The 2018 Pause in “Real Bracket Creep”

As the House this week starts to consider “Tax Reform 2.0” that would among other provisions permanently extend the marginal rate cuts in the individual income tax passed under the Tax Cuts and Jobs Act (TCJA), it seems a good time to look at DEG’s real-time, daily-updated individual receipts chart a little more closely.

The versions of the charts shown on our website are in nominal terms.  The cumulative, year-to-date individual receipts chart looks like this:

 

Note that each year’s receipts are higher than that of the previous year.

As of September 10th of this year, nominal individual payroll and income tax deposits are about $43 billion greater than last year ($1,837 – $1,794 = $43). But when we put the receipts in real terms (using the GDP deflator), the cumulative, year-to-date real individual receipts chart looks like this:

Note that in previous years, real individual receipts have risen just as nominal receipts have, compared with the prior year. But 2018 now stands out—or rather blends in (to 2017)—showing only a $12 billion increase compared with last year ($1,837 – $1,825).

In years where there have been no legislative changes to tax policy, the real chart reveals the phenomenon of what tax economists call “real bracket creep”—the growth in the real level of revenues and revenues/GDP that occurs because of our progressive income tax system and marginal tax rate brackets that are indexed to avoid the taxation of purely inflationary gains in income.

If people’s income rises by more than the rate of inflation, holding tax rates and the mix of sources of income constant, more of the individual income tax base ends up being taxed at higher marginal tax rates so that real individual tax receipts and revenue as a share of GDP grow.

As of September 10, 2018, real individual income tax receipts basically match its level at this time last year.  So this year looks as if we’re not getting that real bracket creep, even as the macroeconomy and personal incomes are growing. Why not?

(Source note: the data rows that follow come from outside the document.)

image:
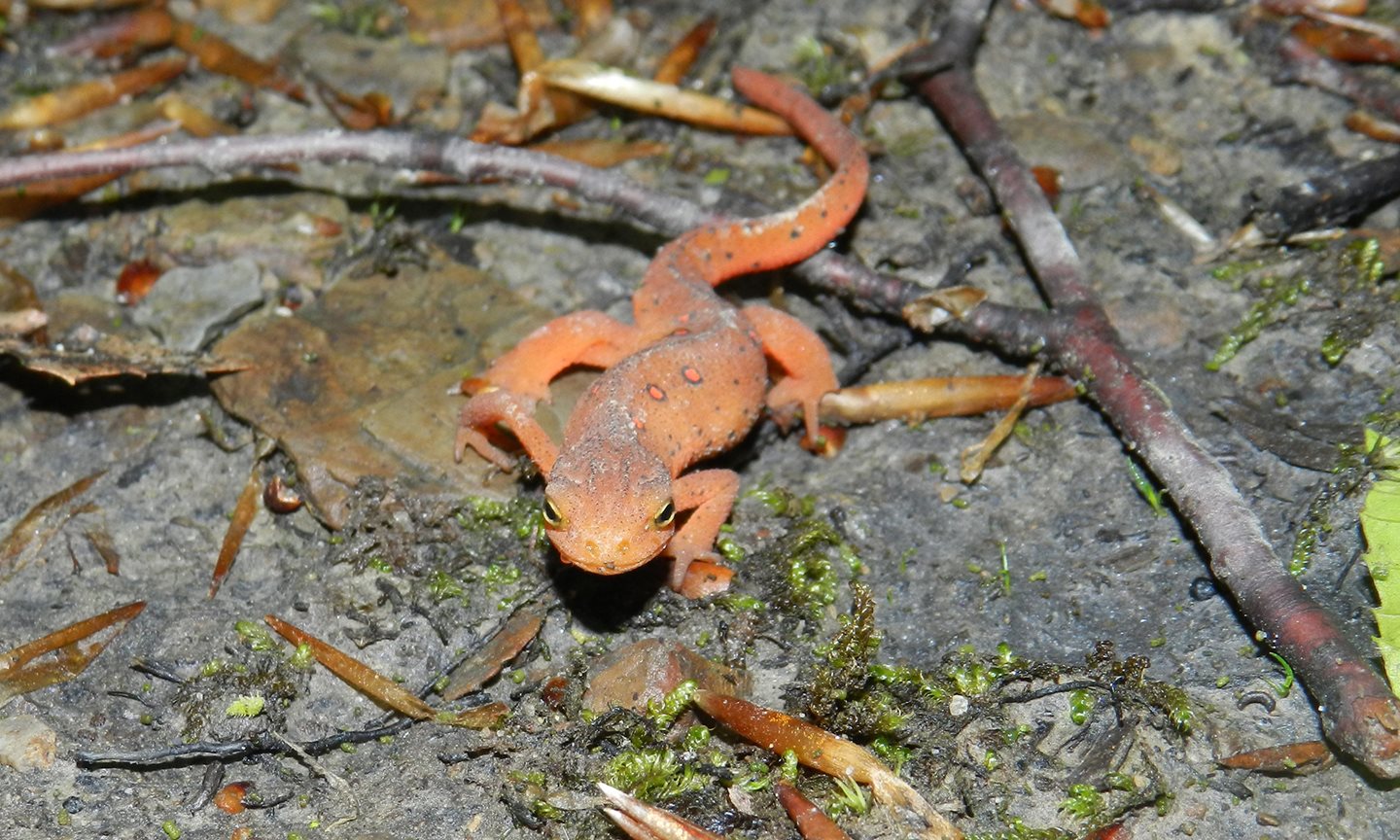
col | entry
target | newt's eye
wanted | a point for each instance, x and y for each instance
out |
(665, 515)
(552, 517)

“We Had a Tax Cut, Stupid.”  First, tax law has not held constant, because of legislative changes which were intended to reduce tax receipts:

  • The Tax Cuts and Jobs Act (TCJA) passed in December 2017: 1) doubled the standard deduction, which for the majority of taxpayers who did not itemize deductions prior to the TCJA reduced their tax liability; and 2) reduced individual marginal income tax rates, including/especially at the highest levels of income (but also reduced itemized deductions for those who did itemize prior to TCJA although not sufficiently so to offset the rate reductions);
  • These two changes alone may have offset any real taxable income growth and the effect of real bracket creep on receipts;
  • If the legislative changes of the TCJA are the main factors for the absence of real bracket creep this year, then it should be a one-time, downward shift in the individual income and payroll tax receipts data and as we move forward, next year and the year after should return to more normal installments of real bracket creep (as tax rates are held constant but real incomes continue to grow).

The Economy Changes—It Doesn’t Just Grow.  But this year’s suspension of/pause in real bracket creep might also be influenced by a variety of economic factors—how real income is growing and changing, and not just that (the level of) real income is growing.  For example, are the shares of capital vs. labor income, the ways people earn their labor income, and the overall distribution and inequality of income across households changing?

Change in sources of income. If more personal income (particularly of higher-income, higher-bracket households) is now in the form of lower-taxed capital income rather than labor income, this would dampen real receipts growth even as real total income grows (as the effective tax rate on total income then falls).

There are at least three reasons that the mix of incomes realized by individuals could be changing this year in a manner that could reduce tax receipts:

  • First, often in later stages of economic business cycles taxpayers realize increasingly larger amounts of capital gains income subject to tax at lower tax rates;
  • Second, it is widely believed that one of the uses of repatriated income under the TCJA changes to tax code Section 965 beginning in 2018 would be increased stock buybacks, and this would also increase the proportion of individual income subject to lower capital gains tax rates;
  • A third factor that could influence the mix of taxable sources of income, even within earned/labor income, is the evolving nature of work facilitated by the rapid expansion of electronic platform companies such as Uber, Lyft, and Airbnb. Most electronic platform companies treat persons providing services as independent contractors, but due to a special safe-harbor under Section 6050W do not provide a Form 1099 reporting amounts earned. In other words, as the mix of workers moves away from traditional employment and towards independent contractors who do not receive information reports, the tax system registers fewer tax payments even as employment statistics data show more persons working.

Change in the income distribution. Individual receipts grow fastest when real income growth is particularly strong at the highest parts of the income distribution (where income is subject to the highest marginal tax rates). If income inequality at the top of the income distribution is not growing as fast this year as in prior years, this would imply less real bracket creep than in prior years. Note, however, that the latest Census report released just yesterday (September 12) on income and poverty measures for last year (2017) indicates that inequality under various statistical measures did not change from 2016 to 2017.

What Would CBO Do?  Considering and separating the legislative from economic factors affecting revenue levels is something the Congressional Budget Office does regularly and continually as it updates their budget outlook using revenue estimates combined with their macroeconomic models.  In their latest outlook report published in April 2018 (see Appendix A), the CBO had estimated that legislative factors (-$1.1 trillion, from the TCJA passed in December 2017) far outweighed economic factors (+$468 billion) in their downward-revised projections for individual income tax revenues over the ten-year budget window.  The cumulative receipts chart that DEG keeps track of simply reveals this change in outlook playing out in real time.